Prayer and fellowship are common amongst the Christians here in Uganda. But this particular family of four, father mother and two sons are lifelong Muslims. The father of the household is the chairman of the village and the imam (pastor) of the local mosque. Which makes it even more complicated for him and his family to consider converting to Christianity.
As we pulled up to the Islam home I started to get a bit nervous as Aloysious was explaining there had been some witch craft in this family, which they believe led to them losing their first born and many other difficulties. Wow, I've read about situations like this, but now I was here to experience first hand. I said a quick prayer while walking up to the house.
The family greeted us at the door and we each found a seat in the small room. Everyone was introduced to the family. Aloysious then opened up the bible and began reading from John chapter 8. He was reading in Lugandan so Shane and I were not able to understand. But we were following in our English bibles. After the reading he spoke for a few minutes and then everyone started singing Lugandan worship songs.
One of our team members took us from song to prayer. Everyone in the room praying for this family. I looked up to see the man a bit unsure of what was going on or what to do. I simply gave him a smile, he smiled back and bowed his head.
Everyone's prayers slowly started to fade off and Aloysious sang a few words. I could only catch one of the words "Mukama" which means lord.
The evening ended with Shane explaining how we express our connection to God a little different, but we are each connected through Christ. They were able to see this during our prayers, some were quite loud and energetic but others like myself were quiet and meditative. He then asked them (Aloysious interpreting) if we were able to help them connect to God through Christ by being here tonight. The family then explained that it was exactly the reason they invited us and requested for us to continue visiting.

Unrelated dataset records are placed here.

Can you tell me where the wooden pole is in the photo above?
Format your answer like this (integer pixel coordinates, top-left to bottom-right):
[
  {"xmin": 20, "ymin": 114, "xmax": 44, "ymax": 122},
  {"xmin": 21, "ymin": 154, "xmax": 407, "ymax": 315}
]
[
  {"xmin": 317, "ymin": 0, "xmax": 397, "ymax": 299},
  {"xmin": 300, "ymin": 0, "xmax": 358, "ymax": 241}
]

On our drive home Aloysious explained how the man said he is ready to give his life to Christ but since he is the chairman of the village and the imam (pastor) of the mosque it comes with much consequence for him and his family.
Please be in prayer for this family during this decision they are making. Pray that the Christian community will be beside them when the Muslim community turns their back and/or makes their life complicated.
For accountability to our supporters, we keep track of all our expenses. Last week, I noticed my records didn't add up. I suspected one of the Luswata kids might have swiped some of our shillings. To test this theory, I showed Hank that I was putting 20,000 shillings (less than $8 USD) in a money pouch on top my pillow (usually kept under my pillow).
When we returned home from the Adonai Centre, the money was gone and the pouch crawled back to its usual place under my pillow. Also missing were small things such as my flashlight and soap, and Hank's lifetime supply of hemorrhoid cream. Now we were sure someone was stealing and it couldn't have been the kids, so we let Aloysious know.
The Luswata family has lived at this location for only a few weeks. Now Aloysious realized that his camera, other items, and some money which had disappeared during this time were also stolen. We lock the house while we're gone, so the only possible suspects were the landlord, one of her housemates, and Cat-woman.
After programming my phone to take snapshots at 5-second intervals, I hid it in a box of recycle-worthy books and directed it at the main entrance. We took everything else of worth out of the house and left for the day. We're gonna nab this thief!
A few hours later, in the heat of the day, Hank and I trekked an hour back home to retrieve our footage. We arrived sunburned and thirsty to discover that Hank's chocolate milk we planned to drink was gone. We didn't think anything could be worse until we noticed the spying phone was also gone!
They hit the jackpot with my phone and didn't even know it. It is worth more than everything else they had taken combined (except maybe the chocolate milk). And on it was the only evidence!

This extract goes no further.